Asaph Schwapp

No. 44
- Position: Fullback

Personal information
- Born: January 26, 1987 Hartford, Connecticut, U.S.
- Died: May 8, 2013 (aged 26)
- Listed height: 6 ft 0 in (1.83 m)
- Listed weight: 252 lb (114 kg)

Career information
- High school: Weaver (Hartford)
- College: Notre Dame
- NFL draft: 2009: undrafted

Career history
- Dallas Cowboys (2009)*; Hartford Colonials (2010–2011);
- * Offseason and/or practice squad member only

= Asaph Schwapp =

American football player (1987–2013)

Asaph Daniel Schwapp (January 26, 1987 – May 8, 2013) was an American football fullback.

Schwapp was born and raised in Hartford, Connecticut. He played high school football at Weaver High School in Hartford where he earned first team all-state honors and named Gatorade Player of the Year in Connecticut in 2004 as a junior. He also played inside linebacker. He attended and played football at The University of Notre Dame.
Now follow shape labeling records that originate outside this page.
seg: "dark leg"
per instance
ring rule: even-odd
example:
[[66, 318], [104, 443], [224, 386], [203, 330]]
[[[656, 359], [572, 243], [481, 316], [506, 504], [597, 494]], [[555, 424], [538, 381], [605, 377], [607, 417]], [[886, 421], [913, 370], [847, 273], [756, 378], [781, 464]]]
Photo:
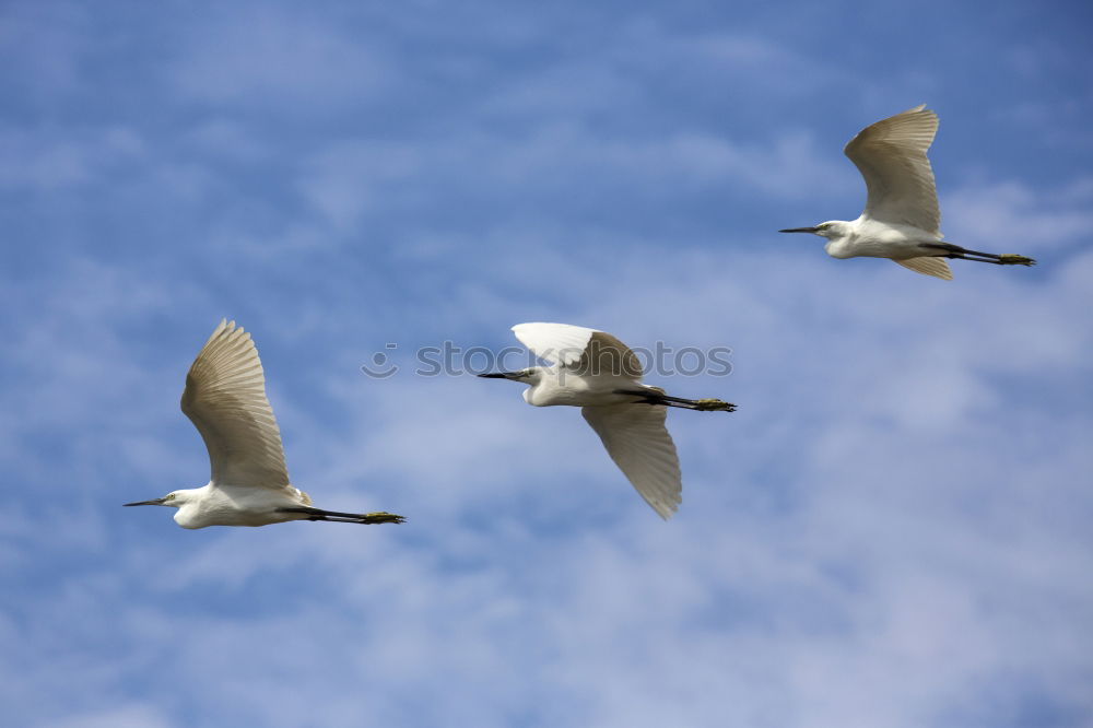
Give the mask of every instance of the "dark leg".
[[339, 524], [401, 524], [406, 520], [402, 516], [392, 513], [378, 510], [376, 513], [339, 513], [337, 510], [324, 510], [312, 506], [293, 506], [289, 508], [278, 508], [281, 513], [305, 513], [307, 520], [329, 520]]
[[920, 247], [933, 248], [935, 250], [944, 250], [947, 255], [940, 256], [943, 258], [956, 258], [960, 260], [975, 260], [977, 262], [989, 262], [996, 266], [1035, 266], [1036, 261], [1032, 258], [1026, 258], [1024, 256], [1019, 256], [1012, 253], [1003, 253], [1001, 255], [997, 253], [982, 253], [979, 250], [968, 250], [967, 248], [962, 248], [959, 245], [953, 245], [952, 243], [921, 243]]
[[645, 404], [663, 404], [665, 407], [679, 407], [684, 410], [697, 410], [700, 412], [732, 412], [737, 406], [719, 399], [684, 399], [672, 397], [655, 389], [616, 389], [619, 395], [633, 395], [638, 397], [638, 402]]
He entered the NFL signing as an undrafted free agent by the Dallas Cowboys in 2009 but was cut before the regular season began.

In 2010, he signed with the Hartford Colonials after he was drafted in the eighth round (40th overall) of the 2010 UFL draft. On August 10, 2011, the Colonials were contracted by the UFL, thus Schwapp became a free agent.

On May 8, 2013, Schwapp died after battling non-Hodgkin's lymphoma.